River discharge forecasting using a stacking ensemble framework with feature attribution
摘要
River discharge rate fluctuations due to climate change and anthropogenic activities are important factors to consider for inferring possible changes in basin hydrological characteristics. River discharge periodicity was comprehensively evaluated, using statistical and a hybrid ensemble machine learning (ML) framework across four in situ gauge stations (Muri, Adityapur, Jamshedpur, and Ghatsila) in the Subarnarekha River Basin (SRB) for the period covering the years 1981–2020. Trend analysis using Mann–Kendall (MK), Spearman’s rho, and innovative trend analysis (ITA) revealed spatial heterogeneity, with a significant annual decline at Muri (− 0.60 m3/s/year; D = − 3.84) and a mild positive trend at Ghatsila (+ 0.596 m3/s/year; D = 0.58).
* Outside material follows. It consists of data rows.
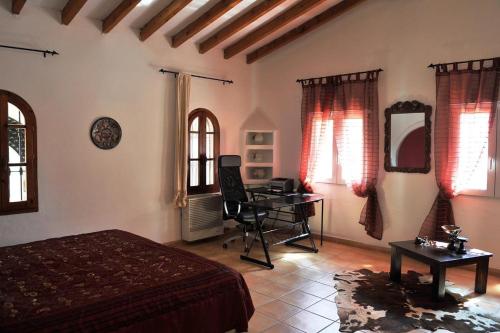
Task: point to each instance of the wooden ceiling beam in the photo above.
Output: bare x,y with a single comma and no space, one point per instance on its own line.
203,21
303,29
239,23
270,26
118,14
162,17
17,6
70,10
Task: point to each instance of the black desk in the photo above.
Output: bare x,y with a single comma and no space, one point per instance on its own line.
439,258
299,202
267,191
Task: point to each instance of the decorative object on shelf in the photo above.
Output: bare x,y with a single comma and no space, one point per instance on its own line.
258,138
259,173
424,241
106,133
257,157
453,231
260,158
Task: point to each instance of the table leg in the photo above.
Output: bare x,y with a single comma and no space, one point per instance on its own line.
395,274
321,235
481,276
438,282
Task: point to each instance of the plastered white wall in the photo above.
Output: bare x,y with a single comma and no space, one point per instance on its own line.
403,38
83,188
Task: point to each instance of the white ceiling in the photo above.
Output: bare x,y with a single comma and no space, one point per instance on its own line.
99,9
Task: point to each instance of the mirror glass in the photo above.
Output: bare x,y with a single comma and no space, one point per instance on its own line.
407,137
408,140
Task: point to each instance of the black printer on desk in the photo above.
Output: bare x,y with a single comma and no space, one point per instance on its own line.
284,185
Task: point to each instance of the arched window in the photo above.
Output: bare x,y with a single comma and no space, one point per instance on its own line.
18,186
204,137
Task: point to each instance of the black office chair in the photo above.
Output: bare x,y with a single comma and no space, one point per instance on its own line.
234,198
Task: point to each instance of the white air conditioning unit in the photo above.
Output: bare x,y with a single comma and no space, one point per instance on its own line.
202,217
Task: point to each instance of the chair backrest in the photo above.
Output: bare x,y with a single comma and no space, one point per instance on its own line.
231,184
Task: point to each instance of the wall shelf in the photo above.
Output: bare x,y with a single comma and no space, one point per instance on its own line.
259,156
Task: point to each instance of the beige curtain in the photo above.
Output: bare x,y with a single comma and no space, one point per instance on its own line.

The seasonal analysis identified strong pre-monsoon and winter trends, notably at Ghatsila (Z = 4.509; slope = + 0.815 m3/s). To improve discharge forecasting, multiple ML algorithms, RF (random forest), SVR (support vector regressor), GB (gradient boosting), ADB (adaptive boosting), ET (extra trees), and KNN (K-nearest neighbors), were benchmarked against a proposed MultiBase Gradient Regressor (MBGR). MBGR, a stacking ensemble of ET, ADB, RF, and SVR with GB as the meta-learner, demonstrated the most consistent overall performance across stations and evaluation metrics root mean square error (RMSE)—14.33; mean absolute error (MAE)—6.1. Forecasts for 2021–2030 showed mean annual discharge estimates of 10.50 m3/s (Muri), 9.49 m3/s (Adityapur), 97.93 m3/s (Jamshedpur), and 47.02 m3/s (Ghatsila), reflecting historical patterns. The feature importance analysis highlighted rainfall and temperature as key drivers, with regional variability: Precipitation contributed 41.2% to Adityapur, while minimum temperature dominated Ghatsila (37.5%) and Muri (39.8%). These findings highlight the importance of developing location-specific models and demonstrate the effectiveness of ensemble learning, integrated with explainable AI in hydrological forecasting. This should provide critical insights toward imminent climate-resilient water resource management.